The Sacred Mountain

The Sierra de Santa Cruz has served as a stage for millennia to show all kinds of rites and spiritual manifestations, visible today in rock altars, menhirs, triliths, initiatory doors, throne-seats, anthropomorphic, zoomorphic, rock engravings, cupolas and a long etcetera.

Its triangular shape rising from the plain towards the Gods has been seen as a real totem by all civilizations that have passed through it.

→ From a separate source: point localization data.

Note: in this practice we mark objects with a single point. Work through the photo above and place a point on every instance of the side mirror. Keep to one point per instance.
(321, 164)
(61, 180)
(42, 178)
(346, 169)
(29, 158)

The energy that emerges among its stones complements this spiritual reality.

Visit
Sierra

Topographically, the Sierra is characterized as a mountain-island or inselberg, which rises above the surrounding peneplain, offering a watchtower of unquestionable strategic importance as a control of passage and defensive control of the territory. On the other hand, on a spiritual level, it has been seen as a kind of totem.It was occupied by a multitude of civilizations not only for defensive purposes but also as a place of worship, a needle from which to raise prayers to the Gods (hence the proliferation of rock altars, shrines and other sacred manifestations, which have given it the appellative of “sacred place”). Sacred Mountain), so it is not surprising that small groups of the Stone Age and Chalcolithic first, and the Bronze and Iron Ages later, took this elevation as a place of expression of a spirituality that was necessary to them when developing their life plans, in line with a currently unknown knowledge, but that would be part of their daily lives and would be inherent and necessary to their existence.

Undoubtedly, this topographically privileged position is clearly linked to the roads and routes that these ancient cultures used in their travels through the different territories. These natural passage and transit routes were reused by pre-Roman cultures for their movements, as well as by the Romans through their roads. The Sacred Mountain would be located in the center of a communications triangle, so it is not surprising that later cattle trails (Cañadas Reales) also used these passes, as did the current road network. A landmark, a mountain, a totem, a needle, an antenna, a projection towards the sky; that and much more is what the ancient settlers saw in the Sierra de Santa Cruz to develop such a succession of settlements, both warrior and habitat, as well as spiritual and cult settlements.